L’operazione e’ il risultato di attivita’ d’indagine svolte dal Nucleo Investigativo del Comando provinciale carabinieri di Palermo e dalla Squadra mobile della questura, con Sisco (Sezioni investigative del Servizio centrale operativo), sotto il coordinamento della Direzione distrettuale antimafia di Palermo, guidata dal procuratore Maurizio De Lucia. Gli esiti, viene spiegato dagli inquirenti, hanno confermato, “una metamorfosi strategica”, nell’ambito della quale Cosa nostra, sottolinea il capo della procura palermitana, “non ha rinnegato la propria vocazione violenta e il controllo militare del territorio”, ma ha affiancato a questi “una moderna inclinazione affaristica”, declinandola in “chiave manageriale”, poiche’ il controllo di una parte importante del mercato legale “puo’ generare ricavi piu’ remunerativi con molti meno rischi”. Oltre all’esecuzione dei fermi, sono in corso numerose perquisizioni personali e locali disposte dall’autorita’ giudiziaria, con il sequestro preventivo riguardante aziende, immobili, conti correnti in relazione a ipotesi di autoriciclaggio e trasferimento fraudolento di valori.

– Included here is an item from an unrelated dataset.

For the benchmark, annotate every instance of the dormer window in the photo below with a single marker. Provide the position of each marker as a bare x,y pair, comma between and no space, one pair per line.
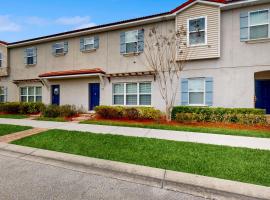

Oltre all’esecuzione dei fermi, sono in corso numerose perquisizioni personali e locali disposte dall’autorità giudiziaria ed è stata data esecuzione ad un decreto di sequestro preventivo riguardante aziende, immobili, conti correnti in relazione a ipotesi di autoriciclaggio e trasferimento fraudolento di valori. Nel corso delle indagini, si era proceduto all’arresto in flagranza di 6 soggetti, all’esecuzione di ordinanza di custodia cautelare in carcere nei confronti di ulteriori 2 persone, nonché al sequestro di 5 pistole, di 1 fucile a pompa, di 1 carabina, di 2 mazze chiodate, di 3 chili di hashish e della somma in contanti di circa 13.000 euro, elementi che confermano la concreta pericolosità dei soggetti coinvolti e l’attuale capacità operativa del sodalizio. Nell’operazione sono stati impiegati oltre 450 uomini inclusi Nuclei Investigativi, gruppi di Palermo e Monreale, Squadre di intervento operativo (Sio), Aliquote di primo intervento (Api), unità cinofile e il 9° nucleo elicotteri, personale del reparto prevenzione crimine di Sicilia e Calabria, della polizia scientifica, unità cinofile e un elicottero del IV reparto volo.